Мамдух эфенди стоял, прислонившись спиной к стене и постукивая концом трости по носкам своих начищенных ботинок, желая этим показать, что не обращает внимания на слова женщины. Через несколько минут вышел служитель суда и выкрикнул: «Мамдух эфенди! Госпожа Наима!» Мамдух эфенди вошел в зал, за ним проследовали два адвоката: один — его, другой — его жены.
Дело было передано для вынесения решения, но судья недолго раздумывал и вскоре объявил его.
И вот Наима вошла в «дом покорности». Это был жалкий домишко в одном из переулков. В нем небольшая комната с двумя окнами. Жалюзи на них наглухо заколочены, и высунуть голову на улицу уже не представляется возможным. Простим это им — жалюзи ведь здесь ни при чем, они выполняют свой долг и пропускают свет и воздух. В комнате узкая кровать и старый шкаф. На кровати жесткий матрац, в шкафу самые скромные платья. На стене зеркало, в котором дотошный исследователь может с трудом различить черты своего лица. На полу старый ковер, на нем все еще можно найти место, куда поставить ногу. Такова комната несчастной женщины.

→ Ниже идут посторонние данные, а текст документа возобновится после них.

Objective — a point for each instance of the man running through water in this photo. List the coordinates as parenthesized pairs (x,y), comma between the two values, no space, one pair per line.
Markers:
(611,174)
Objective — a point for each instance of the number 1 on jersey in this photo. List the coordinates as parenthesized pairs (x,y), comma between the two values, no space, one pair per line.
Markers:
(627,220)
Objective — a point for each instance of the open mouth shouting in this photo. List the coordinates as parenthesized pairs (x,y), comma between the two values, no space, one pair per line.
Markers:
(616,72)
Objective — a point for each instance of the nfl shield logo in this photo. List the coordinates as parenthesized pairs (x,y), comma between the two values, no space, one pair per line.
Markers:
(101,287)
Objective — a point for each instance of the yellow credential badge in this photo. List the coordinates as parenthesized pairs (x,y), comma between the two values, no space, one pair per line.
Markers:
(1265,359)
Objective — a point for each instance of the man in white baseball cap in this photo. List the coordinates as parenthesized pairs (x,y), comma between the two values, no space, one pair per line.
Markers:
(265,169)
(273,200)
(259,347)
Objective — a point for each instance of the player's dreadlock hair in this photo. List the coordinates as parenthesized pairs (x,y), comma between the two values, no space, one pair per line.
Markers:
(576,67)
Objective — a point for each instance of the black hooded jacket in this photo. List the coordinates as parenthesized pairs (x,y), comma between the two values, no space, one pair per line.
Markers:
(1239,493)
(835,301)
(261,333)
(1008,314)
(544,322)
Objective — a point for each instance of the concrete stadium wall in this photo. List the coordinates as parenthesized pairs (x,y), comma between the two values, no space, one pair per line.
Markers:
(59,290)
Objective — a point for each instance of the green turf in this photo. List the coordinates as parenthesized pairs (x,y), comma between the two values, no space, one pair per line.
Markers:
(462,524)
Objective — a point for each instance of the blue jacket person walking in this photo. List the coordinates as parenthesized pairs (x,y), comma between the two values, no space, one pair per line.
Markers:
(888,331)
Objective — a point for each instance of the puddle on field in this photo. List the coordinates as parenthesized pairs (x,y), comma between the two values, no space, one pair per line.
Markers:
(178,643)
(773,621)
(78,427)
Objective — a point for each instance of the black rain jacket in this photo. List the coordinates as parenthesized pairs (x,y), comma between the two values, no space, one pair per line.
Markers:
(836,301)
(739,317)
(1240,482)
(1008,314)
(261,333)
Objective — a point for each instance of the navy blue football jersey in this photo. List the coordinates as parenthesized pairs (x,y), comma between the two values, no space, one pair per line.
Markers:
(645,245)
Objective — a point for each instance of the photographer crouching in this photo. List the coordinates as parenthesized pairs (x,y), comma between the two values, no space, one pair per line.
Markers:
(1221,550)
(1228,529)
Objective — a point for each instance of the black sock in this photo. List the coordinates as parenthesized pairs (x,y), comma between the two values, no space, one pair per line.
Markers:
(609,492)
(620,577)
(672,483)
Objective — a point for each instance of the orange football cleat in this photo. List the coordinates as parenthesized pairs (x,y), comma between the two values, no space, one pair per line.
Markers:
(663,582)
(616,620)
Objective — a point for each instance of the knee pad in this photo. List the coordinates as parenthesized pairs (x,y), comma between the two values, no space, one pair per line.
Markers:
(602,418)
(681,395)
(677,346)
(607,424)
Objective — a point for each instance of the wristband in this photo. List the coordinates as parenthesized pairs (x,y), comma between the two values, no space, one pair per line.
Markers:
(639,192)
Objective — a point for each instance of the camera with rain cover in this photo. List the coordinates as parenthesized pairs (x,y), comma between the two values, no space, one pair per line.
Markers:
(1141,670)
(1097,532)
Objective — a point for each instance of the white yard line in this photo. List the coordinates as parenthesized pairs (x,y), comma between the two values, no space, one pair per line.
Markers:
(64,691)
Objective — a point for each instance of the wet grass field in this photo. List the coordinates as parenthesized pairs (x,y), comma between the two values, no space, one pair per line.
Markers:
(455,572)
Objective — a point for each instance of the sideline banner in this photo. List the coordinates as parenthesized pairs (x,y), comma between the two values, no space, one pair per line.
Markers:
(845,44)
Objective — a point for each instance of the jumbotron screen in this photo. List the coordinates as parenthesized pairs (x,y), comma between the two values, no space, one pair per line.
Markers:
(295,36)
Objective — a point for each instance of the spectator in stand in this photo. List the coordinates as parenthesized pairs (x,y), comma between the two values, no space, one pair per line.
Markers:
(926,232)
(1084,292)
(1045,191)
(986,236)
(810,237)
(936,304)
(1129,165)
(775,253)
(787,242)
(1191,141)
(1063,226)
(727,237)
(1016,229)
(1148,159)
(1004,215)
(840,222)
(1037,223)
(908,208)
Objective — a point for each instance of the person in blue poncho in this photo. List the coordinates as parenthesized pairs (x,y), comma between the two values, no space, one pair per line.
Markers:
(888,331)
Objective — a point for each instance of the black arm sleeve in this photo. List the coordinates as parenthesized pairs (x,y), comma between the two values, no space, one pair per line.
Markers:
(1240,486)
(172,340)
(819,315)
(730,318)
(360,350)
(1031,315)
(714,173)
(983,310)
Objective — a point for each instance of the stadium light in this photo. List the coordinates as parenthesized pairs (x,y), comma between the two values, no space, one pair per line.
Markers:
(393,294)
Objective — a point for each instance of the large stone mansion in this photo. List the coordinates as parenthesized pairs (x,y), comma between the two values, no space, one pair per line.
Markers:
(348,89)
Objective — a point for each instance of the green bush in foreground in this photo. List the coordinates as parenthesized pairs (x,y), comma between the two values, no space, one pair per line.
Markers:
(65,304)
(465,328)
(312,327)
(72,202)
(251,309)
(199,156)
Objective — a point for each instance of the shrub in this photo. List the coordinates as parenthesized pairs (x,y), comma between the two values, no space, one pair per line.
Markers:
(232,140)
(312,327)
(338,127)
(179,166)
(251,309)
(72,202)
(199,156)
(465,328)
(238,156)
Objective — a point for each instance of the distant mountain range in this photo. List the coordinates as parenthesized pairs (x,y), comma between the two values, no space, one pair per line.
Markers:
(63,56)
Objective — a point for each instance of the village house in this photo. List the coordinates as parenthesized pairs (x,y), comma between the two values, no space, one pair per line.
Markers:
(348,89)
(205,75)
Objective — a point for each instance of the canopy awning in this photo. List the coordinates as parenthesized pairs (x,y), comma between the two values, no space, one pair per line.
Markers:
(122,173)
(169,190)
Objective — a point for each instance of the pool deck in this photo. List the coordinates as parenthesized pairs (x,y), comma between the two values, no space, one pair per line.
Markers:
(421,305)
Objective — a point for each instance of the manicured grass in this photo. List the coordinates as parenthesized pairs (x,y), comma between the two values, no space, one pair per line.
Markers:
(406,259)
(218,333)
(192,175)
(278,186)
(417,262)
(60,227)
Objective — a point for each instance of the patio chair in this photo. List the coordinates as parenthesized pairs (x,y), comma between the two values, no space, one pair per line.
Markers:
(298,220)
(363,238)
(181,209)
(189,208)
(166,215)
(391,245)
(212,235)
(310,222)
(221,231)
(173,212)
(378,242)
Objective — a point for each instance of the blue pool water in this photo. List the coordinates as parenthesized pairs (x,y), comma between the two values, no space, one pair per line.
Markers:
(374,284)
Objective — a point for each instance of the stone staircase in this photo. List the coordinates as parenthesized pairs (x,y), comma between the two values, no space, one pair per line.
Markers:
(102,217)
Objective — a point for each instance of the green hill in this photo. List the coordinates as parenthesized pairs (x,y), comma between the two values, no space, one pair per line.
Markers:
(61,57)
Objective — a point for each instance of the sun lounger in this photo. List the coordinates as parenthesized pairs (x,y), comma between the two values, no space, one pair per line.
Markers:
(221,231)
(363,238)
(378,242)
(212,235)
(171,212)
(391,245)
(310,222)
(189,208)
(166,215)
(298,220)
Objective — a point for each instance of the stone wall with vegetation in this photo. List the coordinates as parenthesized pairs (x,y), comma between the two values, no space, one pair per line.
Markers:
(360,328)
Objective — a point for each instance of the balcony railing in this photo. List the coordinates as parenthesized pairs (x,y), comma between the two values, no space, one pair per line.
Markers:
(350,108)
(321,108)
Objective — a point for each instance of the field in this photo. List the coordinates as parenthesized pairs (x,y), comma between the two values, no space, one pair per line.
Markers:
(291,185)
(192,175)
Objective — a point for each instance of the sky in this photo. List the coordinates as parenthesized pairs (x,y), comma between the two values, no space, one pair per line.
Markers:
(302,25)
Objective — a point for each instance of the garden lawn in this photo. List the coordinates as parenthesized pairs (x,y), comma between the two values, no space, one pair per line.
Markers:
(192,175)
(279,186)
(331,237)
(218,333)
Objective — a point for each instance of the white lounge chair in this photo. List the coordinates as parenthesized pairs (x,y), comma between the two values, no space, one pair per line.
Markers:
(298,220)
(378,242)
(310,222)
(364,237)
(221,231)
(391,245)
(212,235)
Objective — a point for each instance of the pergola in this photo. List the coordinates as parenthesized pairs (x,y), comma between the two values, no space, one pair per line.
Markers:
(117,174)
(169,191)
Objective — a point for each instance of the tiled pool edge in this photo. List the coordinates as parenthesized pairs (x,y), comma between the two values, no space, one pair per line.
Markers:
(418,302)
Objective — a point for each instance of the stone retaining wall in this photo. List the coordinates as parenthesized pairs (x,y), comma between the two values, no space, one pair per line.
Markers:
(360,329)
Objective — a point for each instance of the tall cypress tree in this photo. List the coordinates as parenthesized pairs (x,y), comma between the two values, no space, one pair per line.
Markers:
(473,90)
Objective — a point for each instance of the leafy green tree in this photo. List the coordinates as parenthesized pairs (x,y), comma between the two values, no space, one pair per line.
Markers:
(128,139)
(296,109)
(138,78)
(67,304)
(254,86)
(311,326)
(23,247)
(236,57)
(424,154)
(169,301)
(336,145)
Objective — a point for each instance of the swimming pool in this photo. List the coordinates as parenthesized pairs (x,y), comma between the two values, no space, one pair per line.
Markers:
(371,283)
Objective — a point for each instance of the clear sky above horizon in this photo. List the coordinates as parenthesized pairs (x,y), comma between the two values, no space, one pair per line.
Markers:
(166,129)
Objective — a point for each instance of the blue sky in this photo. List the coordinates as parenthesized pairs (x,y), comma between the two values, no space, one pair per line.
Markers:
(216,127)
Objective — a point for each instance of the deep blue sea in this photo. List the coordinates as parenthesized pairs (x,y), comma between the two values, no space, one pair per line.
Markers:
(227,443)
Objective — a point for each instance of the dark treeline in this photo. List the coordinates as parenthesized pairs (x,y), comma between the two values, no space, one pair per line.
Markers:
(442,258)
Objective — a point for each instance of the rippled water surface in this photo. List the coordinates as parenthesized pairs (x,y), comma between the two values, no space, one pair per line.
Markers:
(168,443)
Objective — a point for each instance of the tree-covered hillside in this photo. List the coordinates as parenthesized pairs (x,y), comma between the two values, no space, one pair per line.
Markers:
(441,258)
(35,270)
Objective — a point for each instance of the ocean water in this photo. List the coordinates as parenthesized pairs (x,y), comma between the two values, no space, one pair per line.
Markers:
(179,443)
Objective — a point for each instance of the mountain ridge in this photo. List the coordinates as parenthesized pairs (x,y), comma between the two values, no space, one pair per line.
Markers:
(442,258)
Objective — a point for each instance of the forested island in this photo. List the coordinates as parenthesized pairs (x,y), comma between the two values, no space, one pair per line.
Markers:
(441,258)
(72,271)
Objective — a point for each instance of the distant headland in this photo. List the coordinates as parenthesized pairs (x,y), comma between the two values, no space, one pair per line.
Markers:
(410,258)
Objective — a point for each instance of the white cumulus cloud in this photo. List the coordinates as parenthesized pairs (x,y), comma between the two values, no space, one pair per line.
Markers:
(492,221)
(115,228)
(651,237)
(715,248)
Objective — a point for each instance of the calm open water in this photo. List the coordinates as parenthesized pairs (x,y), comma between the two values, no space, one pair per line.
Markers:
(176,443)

Если мы пересечем небольшую залу, где стоят диван и стол, составляющие всю ее меблировку, мы окажемся в комнате Умм Бхатырхи. Там каменный пол, на нем циновка, на циновке матрац, а на матраце Умм Бхатырха. И больше ничего.
В одной из стен дыра. Если мы назовем ее окном, то погрешим против истины, если оконцем — будем ближе к ней, а если просто никак не назовем, то полностью достигнем истины.
На этом можно закончить описание жилища, куда привели бедняжку. К этому ее приговорил судья, пристав привел приговор в исполнение, а ее муж радовался и торжествовал.
— Я ей покажу! Кто не хочет есть сливы, пусть довольствуйся косточками.
Так сказал муж, запер дверь дома и, убедившись, что жена там, а ключ у него в кармане, удалился.
Но судьба при этом хитро улыбнулась.
Какое одиночества испытала бедняжка, какая горечь и тоска наполняли ее сердце! Наима плакала так, что чуть не захлебнулась слезами. Она была не в состоянии поверить в то, что произошло. Ее охватило оцепенение, и она лежала неподвижно на полу, как мертвая. Взгляд ее был устремлен в пространство.